Ist unser Planet noch zu retten?
Forschungskolloquium zur Energiewende
2020/08/26 von Markus Meyer
Am 25. August veranstaltete der Fachbereich etit ein weiteres Forschungskolloquium. Thema: Energiethemen der Zukunft. Mit etwa 70 Teilnehmerinnen und Teilnehmern, darunter auch zahlreiche Studierende, zeigte sich bei diesem Forschungskolloquium trotz Corona ein unvermindert anhaltendes Interesse an unseren Kolloquien. Das Kolloquium wurde per Videokonferenz durchgeführt.
Im Grunde interessiert nur eine einzige Frage: Schaffen wir die Energiewende überhaupt? Seit Fukushima und Fridays for Future wissen wir, dass der Energiesektor eine Transformation dringend nötig hat. Das ist leichter gesagt als getan: Atomkraftwerke werden stückweise abgeschaltet und hinterlassen klaffende Löcher in der Versorgung, parallel dazu steigt der Bedarf nach Overlaynetzwerken. Jene transportieren die Windenergie aus Schleswig-Holstein nach Bayern. etit-Dekan Prof. Dr.
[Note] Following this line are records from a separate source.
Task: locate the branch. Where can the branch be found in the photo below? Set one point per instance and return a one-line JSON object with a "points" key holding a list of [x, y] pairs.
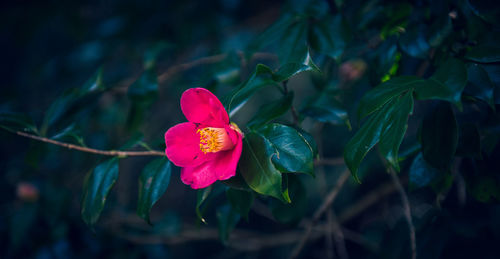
{"points": [[92, 150], [327, 202], [407, 211]]}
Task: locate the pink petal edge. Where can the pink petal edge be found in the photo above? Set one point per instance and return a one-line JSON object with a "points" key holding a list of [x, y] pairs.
{"points": [[201, 106], [183, 145]]}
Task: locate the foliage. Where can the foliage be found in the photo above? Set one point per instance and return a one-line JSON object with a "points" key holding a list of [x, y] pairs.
{"points": [[409, 88]]}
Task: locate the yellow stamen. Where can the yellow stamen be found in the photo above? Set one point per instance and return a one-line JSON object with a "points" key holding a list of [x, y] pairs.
{"points": [[214, 140]]}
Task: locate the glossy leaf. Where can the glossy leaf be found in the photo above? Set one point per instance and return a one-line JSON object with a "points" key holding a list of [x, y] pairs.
{"points": [[421, 173], [291, 151], [383, 93], [439, 137], [366, 137], [447, 83], [484, 54], [295, 211], [241, 201], [269, 112], [153, 182], [227, 218], [395, 128], [262, 76], [479, 84], [257, 168], [96, 188]]}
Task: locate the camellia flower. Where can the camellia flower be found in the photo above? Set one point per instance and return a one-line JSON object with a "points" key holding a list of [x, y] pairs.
{"points": [[208, 146]]}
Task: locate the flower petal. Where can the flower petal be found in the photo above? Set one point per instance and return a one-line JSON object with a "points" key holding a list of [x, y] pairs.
{"points": [[221, 167], [183, 145], [201, 106]]}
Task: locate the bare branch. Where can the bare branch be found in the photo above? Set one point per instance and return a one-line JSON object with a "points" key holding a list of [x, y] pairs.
{"points": [[92, 150]]}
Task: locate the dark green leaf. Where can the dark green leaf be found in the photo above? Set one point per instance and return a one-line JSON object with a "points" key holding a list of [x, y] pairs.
{"points": [[145, 87], [421, 173], [70, 133], [326, 108], [267, 113], [414, 42], [366, 137], [227, 219], [330, 35], [240, 201], [96, 188], [395, 128], [292, 152], [153, 182], [484, 54], [94, 84], [380, 95], [469, 141], [440, 137], [257, 168], [447, 83], [17, 122], [295, 211], [479, 84], [201, 196]]}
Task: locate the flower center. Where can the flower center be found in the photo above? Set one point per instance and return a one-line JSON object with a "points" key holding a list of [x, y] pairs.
{"points": [[214, 140]]}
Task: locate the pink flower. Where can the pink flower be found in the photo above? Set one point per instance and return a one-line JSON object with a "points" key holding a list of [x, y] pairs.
{"points": [[208, 146]]}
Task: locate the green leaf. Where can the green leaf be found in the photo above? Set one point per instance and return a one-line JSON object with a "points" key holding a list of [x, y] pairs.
{"points": [[395, 128], [484, 54], [71, 133], [293, 212], [96, 188], [17, 122], [269, 112], [440, 137], [421, 173], [469, 141], [326, 108], [479, 84], [241, 201], [153, 182], [383, 93], [262, 76], [330, 35], [257, 168], [366, 137], [447, 83], [292, 152], [227, 219]]}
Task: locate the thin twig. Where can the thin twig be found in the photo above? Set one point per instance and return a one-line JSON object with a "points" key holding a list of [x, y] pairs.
{"points": [[292, 109], [92, 150], [327, 202], [407, 211]]}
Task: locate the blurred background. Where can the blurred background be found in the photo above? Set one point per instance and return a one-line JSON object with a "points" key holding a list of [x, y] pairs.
{"points": [[47, 49]]}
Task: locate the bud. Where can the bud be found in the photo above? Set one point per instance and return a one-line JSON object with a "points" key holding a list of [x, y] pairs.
{"points": [[27, 192]]}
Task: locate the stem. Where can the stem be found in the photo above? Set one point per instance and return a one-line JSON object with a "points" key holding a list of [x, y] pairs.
{"points": [[92, 150], [327, 202]]}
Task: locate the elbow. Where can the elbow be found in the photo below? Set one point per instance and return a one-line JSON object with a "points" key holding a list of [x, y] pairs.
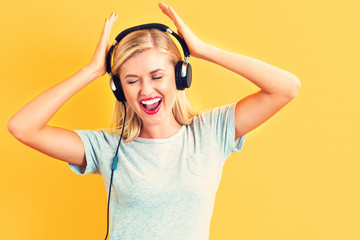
{"points": [[11, 126], [15, 129]]}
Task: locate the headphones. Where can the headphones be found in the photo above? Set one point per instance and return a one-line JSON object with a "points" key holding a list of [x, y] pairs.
{"points": [[183, 75], [183, 71]]}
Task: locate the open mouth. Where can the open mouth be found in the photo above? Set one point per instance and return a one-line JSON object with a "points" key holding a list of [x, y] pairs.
{"points": [[151, 106]]}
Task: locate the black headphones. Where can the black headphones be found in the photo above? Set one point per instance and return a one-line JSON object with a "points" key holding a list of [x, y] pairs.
{"points": [[183, 72]]}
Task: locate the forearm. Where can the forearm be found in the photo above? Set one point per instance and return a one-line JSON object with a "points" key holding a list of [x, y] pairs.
{"points": [[270, 79], [35, 114]]}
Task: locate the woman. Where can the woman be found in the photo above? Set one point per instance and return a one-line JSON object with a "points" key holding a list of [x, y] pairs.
{"points": [[171, 160]]}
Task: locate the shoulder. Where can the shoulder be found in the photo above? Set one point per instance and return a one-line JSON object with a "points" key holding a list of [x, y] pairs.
{"points": [[99, 136], [215, 114]]}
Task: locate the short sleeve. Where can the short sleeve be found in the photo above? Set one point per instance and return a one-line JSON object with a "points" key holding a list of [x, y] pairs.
{"points": [[91, 141], [223, 121]]}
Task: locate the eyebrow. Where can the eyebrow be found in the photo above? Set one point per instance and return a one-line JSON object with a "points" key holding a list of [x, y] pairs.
{"points": [[152, 72]]}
Khanh adressierte die Energiewende als eine Querschnittsangelegenheit, denn: Expertenwissen aus unterschiedlichen Domänen ist zwar vorhanden, jedoch noch nicht vernetzt. Leitfrage hierbei: Wie können bestehende Energienetze intelligenter genutzt werden?
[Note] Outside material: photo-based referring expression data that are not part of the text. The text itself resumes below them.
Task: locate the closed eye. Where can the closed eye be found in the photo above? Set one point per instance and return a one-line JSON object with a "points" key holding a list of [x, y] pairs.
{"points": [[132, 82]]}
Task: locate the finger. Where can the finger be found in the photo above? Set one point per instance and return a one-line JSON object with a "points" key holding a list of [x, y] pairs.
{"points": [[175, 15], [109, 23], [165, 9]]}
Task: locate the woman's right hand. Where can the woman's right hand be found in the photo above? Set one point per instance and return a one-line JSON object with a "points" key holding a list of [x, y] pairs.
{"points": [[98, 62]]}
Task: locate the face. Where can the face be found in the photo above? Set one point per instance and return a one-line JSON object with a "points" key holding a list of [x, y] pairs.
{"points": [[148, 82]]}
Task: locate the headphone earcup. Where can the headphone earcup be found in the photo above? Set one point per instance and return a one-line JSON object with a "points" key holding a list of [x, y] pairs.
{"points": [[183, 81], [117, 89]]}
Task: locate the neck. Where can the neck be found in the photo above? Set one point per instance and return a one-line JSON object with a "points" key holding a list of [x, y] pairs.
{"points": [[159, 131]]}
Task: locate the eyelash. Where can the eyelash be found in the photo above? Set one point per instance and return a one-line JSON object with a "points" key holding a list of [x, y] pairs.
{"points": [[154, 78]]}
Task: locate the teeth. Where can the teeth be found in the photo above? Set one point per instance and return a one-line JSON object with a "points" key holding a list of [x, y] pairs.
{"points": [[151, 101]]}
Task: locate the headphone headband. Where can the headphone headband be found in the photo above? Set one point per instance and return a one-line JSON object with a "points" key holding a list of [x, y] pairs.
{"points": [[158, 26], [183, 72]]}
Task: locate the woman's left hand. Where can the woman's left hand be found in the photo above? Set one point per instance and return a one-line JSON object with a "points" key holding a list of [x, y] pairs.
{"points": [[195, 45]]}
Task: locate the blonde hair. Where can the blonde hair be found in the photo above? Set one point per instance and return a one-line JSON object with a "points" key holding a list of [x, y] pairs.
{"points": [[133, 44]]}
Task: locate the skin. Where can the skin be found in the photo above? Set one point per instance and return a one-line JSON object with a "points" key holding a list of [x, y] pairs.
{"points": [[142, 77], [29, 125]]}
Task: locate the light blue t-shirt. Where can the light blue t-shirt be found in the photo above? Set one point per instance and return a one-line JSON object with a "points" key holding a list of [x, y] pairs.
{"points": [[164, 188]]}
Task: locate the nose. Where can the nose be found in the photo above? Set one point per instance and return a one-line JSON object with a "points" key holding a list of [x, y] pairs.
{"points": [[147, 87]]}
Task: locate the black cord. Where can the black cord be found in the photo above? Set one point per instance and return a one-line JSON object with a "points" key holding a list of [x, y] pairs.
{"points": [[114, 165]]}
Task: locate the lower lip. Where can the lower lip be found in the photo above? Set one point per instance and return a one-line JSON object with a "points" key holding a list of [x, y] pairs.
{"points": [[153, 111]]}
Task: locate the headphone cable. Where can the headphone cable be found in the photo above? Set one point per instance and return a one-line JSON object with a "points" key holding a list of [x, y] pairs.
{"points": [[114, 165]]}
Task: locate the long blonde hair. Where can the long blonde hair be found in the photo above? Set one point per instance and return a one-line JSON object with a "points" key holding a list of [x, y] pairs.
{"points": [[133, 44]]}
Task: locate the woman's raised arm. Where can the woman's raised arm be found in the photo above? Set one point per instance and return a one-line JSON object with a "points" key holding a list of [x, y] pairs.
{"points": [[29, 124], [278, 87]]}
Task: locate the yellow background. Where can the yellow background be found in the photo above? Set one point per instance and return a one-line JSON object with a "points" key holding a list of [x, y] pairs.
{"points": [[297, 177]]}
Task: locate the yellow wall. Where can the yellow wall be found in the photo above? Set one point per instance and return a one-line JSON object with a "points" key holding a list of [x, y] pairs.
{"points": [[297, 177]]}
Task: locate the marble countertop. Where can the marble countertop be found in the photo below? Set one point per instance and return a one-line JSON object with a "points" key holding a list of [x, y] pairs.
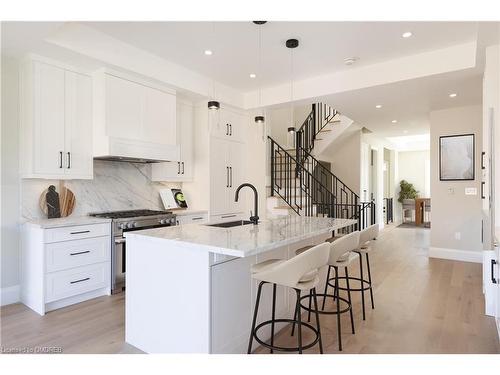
{"points": [[68, 221], [183, 212], [246, 240]]}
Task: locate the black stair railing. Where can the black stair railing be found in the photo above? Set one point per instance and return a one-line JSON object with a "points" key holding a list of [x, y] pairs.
{"points": [[313, 190]]}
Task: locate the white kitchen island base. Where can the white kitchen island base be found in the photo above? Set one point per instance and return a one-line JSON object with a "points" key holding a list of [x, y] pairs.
{"points": [[186, 297]]}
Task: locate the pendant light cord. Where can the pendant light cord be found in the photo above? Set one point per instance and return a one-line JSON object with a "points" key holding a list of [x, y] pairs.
{"points": [[291, 87]]}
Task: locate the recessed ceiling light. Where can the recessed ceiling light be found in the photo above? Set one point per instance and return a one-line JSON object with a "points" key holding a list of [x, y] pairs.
{"points": [[350, 60]]}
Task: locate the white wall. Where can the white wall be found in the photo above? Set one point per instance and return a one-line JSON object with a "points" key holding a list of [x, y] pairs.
{"points": [[454, 213], [10, 175], [412, 168]]}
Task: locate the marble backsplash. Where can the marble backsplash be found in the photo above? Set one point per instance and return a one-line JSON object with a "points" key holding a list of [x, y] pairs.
{"points": [[116, 186]]}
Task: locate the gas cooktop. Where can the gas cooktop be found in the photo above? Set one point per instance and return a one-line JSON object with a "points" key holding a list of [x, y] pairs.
{"points": [[129, 214]]}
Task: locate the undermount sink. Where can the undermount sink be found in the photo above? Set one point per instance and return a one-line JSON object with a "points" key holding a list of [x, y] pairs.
{"points": [[230, 224]]}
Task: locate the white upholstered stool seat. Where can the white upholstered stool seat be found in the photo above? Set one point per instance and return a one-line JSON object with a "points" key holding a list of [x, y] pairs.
{"points": [[345, 260], [301, 274]]}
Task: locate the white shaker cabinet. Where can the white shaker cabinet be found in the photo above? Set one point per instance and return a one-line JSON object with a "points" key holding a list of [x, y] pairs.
{"points": [[181, 170], [228, 125], [133, 118], [56, 122], [226, 169]]}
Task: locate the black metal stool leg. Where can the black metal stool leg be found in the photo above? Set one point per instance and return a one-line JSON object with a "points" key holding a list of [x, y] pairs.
{"points": [[295, 318], [349, 297], [336, 293], [256, 310], [273, 316], [326, 288], [309, 313], [299, 322], [362, 276], [317, 319], [370, 279]]}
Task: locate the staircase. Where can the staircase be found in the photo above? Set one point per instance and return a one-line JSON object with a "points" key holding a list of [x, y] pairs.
{"points": [[303, 185]]}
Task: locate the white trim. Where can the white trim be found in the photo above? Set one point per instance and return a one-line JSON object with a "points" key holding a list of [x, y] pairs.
{"points": [[455, 254], [9, 295]]}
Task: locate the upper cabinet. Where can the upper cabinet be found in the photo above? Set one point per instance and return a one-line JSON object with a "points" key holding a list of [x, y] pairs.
{"points": [[133, 119], [227, 124], [181, 170], [56, 121]]}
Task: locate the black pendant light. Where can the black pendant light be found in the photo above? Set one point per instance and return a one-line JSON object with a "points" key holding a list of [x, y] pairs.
{"points": [[213, 104], [260, 119], [291, 44]]}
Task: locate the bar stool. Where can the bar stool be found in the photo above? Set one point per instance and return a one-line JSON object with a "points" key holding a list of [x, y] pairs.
{"points": [[341, 255], [299, 273], [367, 235]]}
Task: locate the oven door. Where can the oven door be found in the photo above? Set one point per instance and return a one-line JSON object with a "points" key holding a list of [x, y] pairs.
{"points": [[118, 261]]}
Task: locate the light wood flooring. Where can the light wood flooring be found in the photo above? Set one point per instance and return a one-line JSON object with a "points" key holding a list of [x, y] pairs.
{"points": [[421, 306]]}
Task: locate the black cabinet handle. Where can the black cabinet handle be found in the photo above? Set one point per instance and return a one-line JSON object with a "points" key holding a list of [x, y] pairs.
{"points": [[79, 281], [80, 252], [81, 232]]}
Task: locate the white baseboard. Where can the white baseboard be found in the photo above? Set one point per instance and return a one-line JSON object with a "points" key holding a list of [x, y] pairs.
{"points": [[9, 295], [454, 254]]}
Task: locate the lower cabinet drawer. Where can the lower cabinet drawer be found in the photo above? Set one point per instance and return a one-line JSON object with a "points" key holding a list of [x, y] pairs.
{"points": [[71, 254], [77, 232], [63, 284]]}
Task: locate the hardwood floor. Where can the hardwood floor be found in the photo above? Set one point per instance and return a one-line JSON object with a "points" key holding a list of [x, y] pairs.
{"points": [[421, 306]]}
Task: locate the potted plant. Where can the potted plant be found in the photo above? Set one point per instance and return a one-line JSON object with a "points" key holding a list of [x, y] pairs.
{"points": [[407, 191]]}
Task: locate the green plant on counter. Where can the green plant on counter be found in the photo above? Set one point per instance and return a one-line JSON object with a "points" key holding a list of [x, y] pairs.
{"points": [[407, 191]]}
Nach der Einführung durch Professor Khanh folgte eine Präsentation von Herrn Prof. Dr. rer. nat. Steinke vom Fachgebiet Energieinformationsnetze und -systeme. Immer wieder schickte er die Frage „Schaffen wir die Energiewende?“ auf den Bildschirm der Videokonferenz – und prognostizierte im Falle einer gescheiterten Energiewende zwar kein Ende der Welt, jedoch ein Miozän. Bei einem Miozän handelt es sich um eine geologische Epoche wüstenartiger Temperaturen und Trockenheit. Der Meeresspiegel würde um ca. 100 Meter und mehr ansteigen. Brutales Artensterben. Völkerwanderungen aus den tropischen Regionen (Afrika) hin zu den gemäßigten (Europa). Die Niederlande kämen ins Guinness-Buch der Rekorde als weltweit größte Badewanne. Die TU Darmstadt als zementenes Korallenriff?
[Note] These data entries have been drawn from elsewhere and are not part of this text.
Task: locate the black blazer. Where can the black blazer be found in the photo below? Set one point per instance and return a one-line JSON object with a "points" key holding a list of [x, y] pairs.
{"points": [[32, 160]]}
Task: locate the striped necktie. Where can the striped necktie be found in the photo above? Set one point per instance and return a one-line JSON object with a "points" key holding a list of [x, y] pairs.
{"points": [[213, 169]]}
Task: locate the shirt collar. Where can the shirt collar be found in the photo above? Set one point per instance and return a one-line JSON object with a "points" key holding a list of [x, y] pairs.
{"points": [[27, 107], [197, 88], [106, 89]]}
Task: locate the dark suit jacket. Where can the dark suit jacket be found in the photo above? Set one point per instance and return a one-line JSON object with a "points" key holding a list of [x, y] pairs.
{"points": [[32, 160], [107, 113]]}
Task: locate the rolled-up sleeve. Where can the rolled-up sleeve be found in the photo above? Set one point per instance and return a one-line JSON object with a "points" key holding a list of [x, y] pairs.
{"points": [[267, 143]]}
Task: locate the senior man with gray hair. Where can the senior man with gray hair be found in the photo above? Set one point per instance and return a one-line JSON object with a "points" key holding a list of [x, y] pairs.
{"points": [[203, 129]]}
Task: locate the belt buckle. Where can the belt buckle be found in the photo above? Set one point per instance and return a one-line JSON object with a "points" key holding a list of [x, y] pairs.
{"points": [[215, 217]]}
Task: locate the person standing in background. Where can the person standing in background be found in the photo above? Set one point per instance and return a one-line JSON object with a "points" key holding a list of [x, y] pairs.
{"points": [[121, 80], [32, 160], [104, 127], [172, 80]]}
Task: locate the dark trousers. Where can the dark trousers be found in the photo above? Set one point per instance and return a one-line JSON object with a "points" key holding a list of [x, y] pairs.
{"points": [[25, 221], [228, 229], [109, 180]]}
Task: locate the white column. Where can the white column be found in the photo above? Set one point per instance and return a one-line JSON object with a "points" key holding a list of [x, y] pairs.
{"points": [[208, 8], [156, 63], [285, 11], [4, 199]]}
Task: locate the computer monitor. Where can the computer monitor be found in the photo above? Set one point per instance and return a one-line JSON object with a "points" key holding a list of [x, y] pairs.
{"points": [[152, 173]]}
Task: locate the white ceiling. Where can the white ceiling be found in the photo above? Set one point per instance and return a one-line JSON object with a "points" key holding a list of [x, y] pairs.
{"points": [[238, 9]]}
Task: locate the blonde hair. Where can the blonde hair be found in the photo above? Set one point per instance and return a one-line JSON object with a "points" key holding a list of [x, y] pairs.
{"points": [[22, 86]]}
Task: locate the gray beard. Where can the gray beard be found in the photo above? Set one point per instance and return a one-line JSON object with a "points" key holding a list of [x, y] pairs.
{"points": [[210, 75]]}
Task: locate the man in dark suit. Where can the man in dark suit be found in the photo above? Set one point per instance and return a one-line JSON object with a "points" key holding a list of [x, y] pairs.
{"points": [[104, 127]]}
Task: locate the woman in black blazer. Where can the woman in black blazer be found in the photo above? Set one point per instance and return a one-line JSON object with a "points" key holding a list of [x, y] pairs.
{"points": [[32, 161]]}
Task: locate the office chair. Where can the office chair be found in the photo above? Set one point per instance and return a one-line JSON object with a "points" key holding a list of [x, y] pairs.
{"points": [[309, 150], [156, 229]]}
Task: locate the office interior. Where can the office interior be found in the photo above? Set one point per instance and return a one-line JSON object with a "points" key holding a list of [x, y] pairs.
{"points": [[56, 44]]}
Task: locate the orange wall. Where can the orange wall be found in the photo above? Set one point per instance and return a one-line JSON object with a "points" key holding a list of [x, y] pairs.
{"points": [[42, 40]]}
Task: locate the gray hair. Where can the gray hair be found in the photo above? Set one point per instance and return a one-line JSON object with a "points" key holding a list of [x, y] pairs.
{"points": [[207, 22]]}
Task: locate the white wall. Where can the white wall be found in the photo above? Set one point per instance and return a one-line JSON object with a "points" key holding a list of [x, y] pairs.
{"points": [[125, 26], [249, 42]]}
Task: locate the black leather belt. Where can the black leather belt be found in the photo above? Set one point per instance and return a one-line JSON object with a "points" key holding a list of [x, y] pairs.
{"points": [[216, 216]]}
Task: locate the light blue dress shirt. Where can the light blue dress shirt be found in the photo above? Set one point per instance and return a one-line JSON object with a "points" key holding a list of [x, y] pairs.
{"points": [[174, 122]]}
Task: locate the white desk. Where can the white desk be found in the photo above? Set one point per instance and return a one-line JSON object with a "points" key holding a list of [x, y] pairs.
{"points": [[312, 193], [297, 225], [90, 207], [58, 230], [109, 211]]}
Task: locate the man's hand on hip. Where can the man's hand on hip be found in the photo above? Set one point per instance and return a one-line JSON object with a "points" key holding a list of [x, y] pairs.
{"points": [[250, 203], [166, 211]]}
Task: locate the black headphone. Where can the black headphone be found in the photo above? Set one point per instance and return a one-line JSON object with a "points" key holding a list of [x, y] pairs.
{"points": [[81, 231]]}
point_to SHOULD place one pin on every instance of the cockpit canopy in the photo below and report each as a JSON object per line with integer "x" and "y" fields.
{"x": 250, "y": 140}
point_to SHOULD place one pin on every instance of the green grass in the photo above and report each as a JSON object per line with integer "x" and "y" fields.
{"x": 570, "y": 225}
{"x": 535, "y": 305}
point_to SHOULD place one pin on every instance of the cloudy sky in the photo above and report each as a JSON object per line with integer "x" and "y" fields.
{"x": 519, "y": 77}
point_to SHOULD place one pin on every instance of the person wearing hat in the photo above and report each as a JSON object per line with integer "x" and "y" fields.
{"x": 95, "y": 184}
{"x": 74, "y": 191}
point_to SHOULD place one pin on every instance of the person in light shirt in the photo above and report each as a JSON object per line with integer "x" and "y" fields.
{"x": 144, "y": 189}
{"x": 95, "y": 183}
Persönliche Überzeugung gefragt
Bedeutende Konsequenzen. Dabei darf eines nicht außer Acht gelassen werden: Professor Steinke betonte in seiner Präsentation, dass gerade Politiker und Manager sich in erster Linie nicht für unseren Planeten verantwortlich sehen, sondern für ihre Parteien, Unternehmen oder Allianzen. Käme ein moralisch aufgeweckter Politiker dennoch auf die Idee, ab jetzt eine CO2-Bepreisung von 200 Euro pro Tonne zu veranschlagen – was für Planet Erde in etwa so rettend wäre wie für die Wirtschaft ein Desaster – kann dieser Politiker sich schon darauf einstellen, von Volk und Wirtschaft achtkantig aus dem Parlament diskreditiert zu werden.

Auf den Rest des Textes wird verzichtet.